YouTube, the video-streaming service owned by Google (GOOG), is exploring whether to offer paid subscriptions that would let users watch content without advertising.
"YouTube right now is ad-supported, which is great because it has enabled us to scale to a billion users," YouTube CEO Susan Wojcicki said at a Re/Code conference in Half Moon Bay, California. "But there's going to be a point where people don't want to see the ads."
The option, one of a number the company is considering, could benefit users willing to pay for ad-free YouTube videos, but it's also a way for the service to address some potential significant limitations in its business model.
YouTube has roughly a billion users, a number approaching those who use Google for search and who are on Facebook (FB), and it is looking for ways to boost revenue. eMarketer estimated last year that YouTube could top $5.6 billion in ad revenue, although that was at the high end of various estimates. A report from The Information in July 2014 pegged YouTube's 2013 revenue at $3.5 billion, with net revenue, after payments to video creators, of $1.5 billion.
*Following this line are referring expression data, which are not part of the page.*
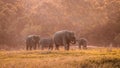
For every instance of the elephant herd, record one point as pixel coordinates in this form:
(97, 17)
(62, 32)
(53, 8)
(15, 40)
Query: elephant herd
(60, 38)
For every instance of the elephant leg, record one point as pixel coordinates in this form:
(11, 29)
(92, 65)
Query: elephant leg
(67, 47)
(30, 48)
(57, 47)
(51, 47)
(42, 48)
(35, 47)
(27, 47)
(79, 46)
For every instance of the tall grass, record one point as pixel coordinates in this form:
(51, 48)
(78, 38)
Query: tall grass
(93, 58)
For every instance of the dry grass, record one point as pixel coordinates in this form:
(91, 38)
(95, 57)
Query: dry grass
(92, 58)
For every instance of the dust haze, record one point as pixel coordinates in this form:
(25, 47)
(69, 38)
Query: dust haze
(96, 20)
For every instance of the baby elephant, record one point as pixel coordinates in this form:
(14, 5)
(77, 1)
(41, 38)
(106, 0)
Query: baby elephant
(82, 42)
(46, 43)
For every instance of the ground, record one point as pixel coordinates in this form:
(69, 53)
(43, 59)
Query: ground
(91, 58)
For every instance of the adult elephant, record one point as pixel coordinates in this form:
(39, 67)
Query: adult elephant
(46, 43)
(82, 42)
(32, 41)
(64, 37)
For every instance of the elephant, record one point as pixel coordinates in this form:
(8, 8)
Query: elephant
(46, 43)
(32, 41)
(64, 37)
(82, 42)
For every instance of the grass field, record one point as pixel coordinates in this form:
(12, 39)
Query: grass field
(92, 58)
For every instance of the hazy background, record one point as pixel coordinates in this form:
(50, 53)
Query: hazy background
(96, 20)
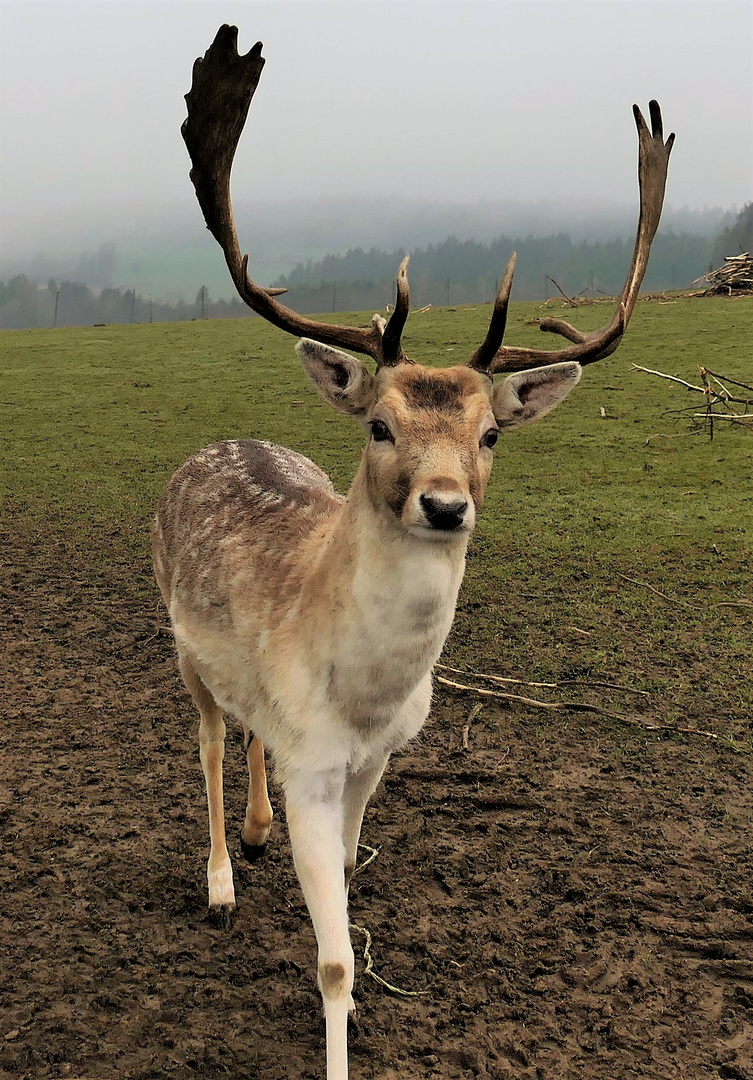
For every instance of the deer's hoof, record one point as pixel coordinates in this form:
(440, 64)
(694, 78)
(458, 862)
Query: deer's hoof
(222, 916)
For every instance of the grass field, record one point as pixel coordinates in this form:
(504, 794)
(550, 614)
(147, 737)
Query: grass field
(570, 892)
(95, 419)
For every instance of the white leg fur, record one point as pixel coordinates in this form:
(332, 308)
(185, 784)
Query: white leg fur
(358, 790)
(314, 821)
(258, 814)
(212, 754)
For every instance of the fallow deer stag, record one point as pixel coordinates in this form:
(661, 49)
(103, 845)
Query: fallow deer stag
(316, 620)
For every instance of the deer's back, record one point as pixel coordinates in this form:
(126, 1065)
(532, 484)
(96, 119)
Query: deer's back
(230, 507)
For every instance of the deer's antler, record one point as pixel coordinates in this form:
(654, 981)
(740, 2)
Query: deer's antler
(224, 83)
(654, 157)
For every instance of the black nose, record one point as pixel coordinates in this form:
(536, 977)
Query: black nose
(443, 512)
That would amount to abut 7 percent of Google's total revenue and would be small even compared to Facebook.
One problem Google faces in boosting YouTube's profits has to do with the nature of video advertising. In short, advertisers are loath to pay for what users don't see. There are two general types of ads on the YouTube. One is the type that allows people to opt out after a few seconds, meaning that advertisers don't have to pay when people don't watch the ads. The other type is the so-called pre-roll spot that runs before a video starts. If consumers decided to wait for the video they want, YouTube makes money.
YouTube generates far less revenue per user than other Internet giants. Then there is the mobile factor. According to Wojcicki, half of YouTube's traffic comes from mobile. That channel is increasingly where companies want to advertise. But ad rates can be low, with both Google and Facebook having seen mobile as a cause for downward pressure on ad rates.
For YouTube, offering paid subscriptions could help alleviate that problem. Should people opt in, YouTube and Google could make significantly more money from consumers dislike watching ads. Such viewers also could become heavier users, giving Google even more of the behavioral consumer information that is ultimately so useful in targeting other ads and profitable for the company.